Mais c’est incontestablement Dostoïéwsky, cette grande âme qui a su apprécier une autre grande âme, qui a trouvé pour parler de George Sand les paroles les plus chaleureuses, les plus caractéristiques, les mieux senties, inspirées par une profonde gratitude. Nous avons déjà mentionné plus haut les deux articles qu’il avait consacrés à la mémoire de George Sand, alors récemment décédée, dans la livraison de juin 1876, du Journal d’un homme de lettre. Commençons par citer le second article, qui se prête le mieux à notre exposé. Il est intitulé : Quelques mots sur George Sand.

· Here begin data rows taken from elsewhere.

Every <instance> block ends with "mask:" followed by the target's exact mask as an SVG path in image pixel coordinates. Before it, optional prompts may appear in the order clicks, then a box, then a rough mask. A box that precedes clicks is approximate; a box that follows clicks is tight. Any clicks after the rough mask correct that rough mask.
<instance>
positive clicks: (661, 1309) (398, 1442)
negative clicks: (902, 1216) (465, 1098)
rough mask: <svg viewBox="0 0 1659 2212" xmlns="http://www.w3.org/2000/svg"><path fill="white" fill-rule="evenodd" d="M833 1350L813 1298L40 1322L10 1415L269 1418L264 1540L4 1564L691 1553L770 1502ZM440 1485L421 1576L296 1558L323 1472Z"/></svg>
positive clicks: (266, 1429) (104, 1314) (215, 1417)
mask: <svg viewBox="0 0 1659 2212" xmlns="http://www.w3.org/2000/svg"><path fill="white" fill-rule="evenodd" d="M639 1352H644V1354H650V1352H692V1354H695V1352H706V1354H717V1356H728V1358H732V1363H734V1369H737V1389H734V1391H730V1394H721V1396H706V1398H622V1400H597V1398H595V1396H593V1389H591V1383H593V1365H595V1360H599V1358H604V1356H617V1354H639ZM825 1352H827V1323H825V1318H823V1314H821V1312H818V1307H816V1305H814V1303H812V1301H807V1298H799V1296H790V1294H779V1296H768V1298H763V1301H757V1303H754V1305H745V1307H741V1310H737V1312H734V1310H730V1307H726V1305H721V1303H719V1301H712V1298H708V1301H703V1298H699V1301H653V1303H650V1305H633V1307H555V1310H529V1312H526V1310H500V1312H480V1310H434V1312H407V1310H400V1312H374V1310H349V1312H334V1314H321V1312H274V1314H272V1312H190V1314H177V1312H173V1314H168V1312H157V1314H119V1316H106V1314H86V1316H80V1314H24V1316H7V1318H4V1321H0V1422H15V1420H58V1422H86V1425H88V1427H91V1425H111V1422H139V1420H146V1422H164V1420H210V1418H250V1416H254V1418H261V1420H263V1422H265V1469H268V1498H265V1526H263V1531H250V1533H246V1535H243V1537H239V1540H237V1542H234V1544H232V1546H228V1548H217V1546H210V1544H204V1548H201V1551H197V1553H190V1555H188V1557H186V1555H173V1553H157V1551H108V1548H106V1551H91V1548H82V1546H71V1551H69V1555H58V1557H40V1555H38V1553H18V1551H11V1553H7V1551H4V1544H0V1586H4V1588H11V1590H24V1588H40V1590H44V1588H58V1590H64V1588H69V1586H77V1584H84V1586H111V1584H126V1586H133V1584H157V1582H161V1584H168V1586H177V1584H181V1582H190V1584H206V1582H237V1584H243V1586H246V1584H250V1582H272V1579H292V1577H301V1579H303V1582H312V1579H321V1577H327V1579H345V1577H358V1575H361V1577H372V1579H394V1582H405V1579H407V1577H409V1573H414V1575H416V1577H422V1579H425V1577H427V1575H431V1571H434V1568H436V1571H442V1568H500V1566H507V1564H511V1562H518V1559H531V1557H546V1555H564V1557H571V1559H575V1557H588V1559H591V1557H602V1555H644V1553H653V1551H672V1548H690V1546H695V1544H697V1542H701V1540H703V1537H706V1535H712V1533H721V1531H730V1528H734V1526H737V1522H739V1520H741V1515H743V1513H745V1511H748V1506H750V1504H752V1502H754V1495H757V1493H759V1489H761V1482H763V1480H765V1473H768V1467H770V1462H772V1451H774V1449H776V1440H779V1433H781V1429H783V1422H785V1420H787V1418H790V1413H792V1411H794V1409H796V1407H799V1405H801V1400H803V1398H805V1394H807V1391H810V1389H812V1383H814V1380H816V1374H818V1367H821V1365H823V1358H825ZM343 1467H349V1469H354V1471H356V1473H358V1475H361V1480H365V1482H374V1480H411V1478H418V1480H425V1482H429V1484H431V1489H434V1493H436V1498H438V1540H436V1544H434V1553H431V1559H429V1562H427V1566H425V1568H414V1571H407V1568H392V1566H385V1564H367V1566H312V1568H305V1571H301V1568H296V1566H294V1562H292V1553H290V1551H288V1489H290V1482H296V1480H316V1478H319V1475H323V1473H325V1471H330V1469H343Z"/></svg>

« L’apparition de George Sand dans la littérature, dit Dostoïéwsky, coïncide avec les premières années de ma jeunesse. Je suis fort heureux maintenant que cela soit déjà si loin, car, à présent que trente années se sont écoulées, puis parler en toute franchise. Il faut noter qu’à cette époque éloignée[1] les romans étaient presque les seuls ouvrages qui fussent autorisés en Russie, pendant que tout le reste, comme presque toute pensée, celles surtout venant de France, était sévèrement interdit. Oh ! bien souvent on ne savait pas voir clair, dans ces pensées ! Comment aurait-on pu voir, comment nos imitateurs eussent-ils pu bien voir les choses lorsqu’elles échappaient souvent à Metternich lui-même ! Mais parfois certains « ouvrages terribles » passaient sans obstacle, tel Bélinsky, par

  1. Celle du règne de l’empereur Nicolas Ier.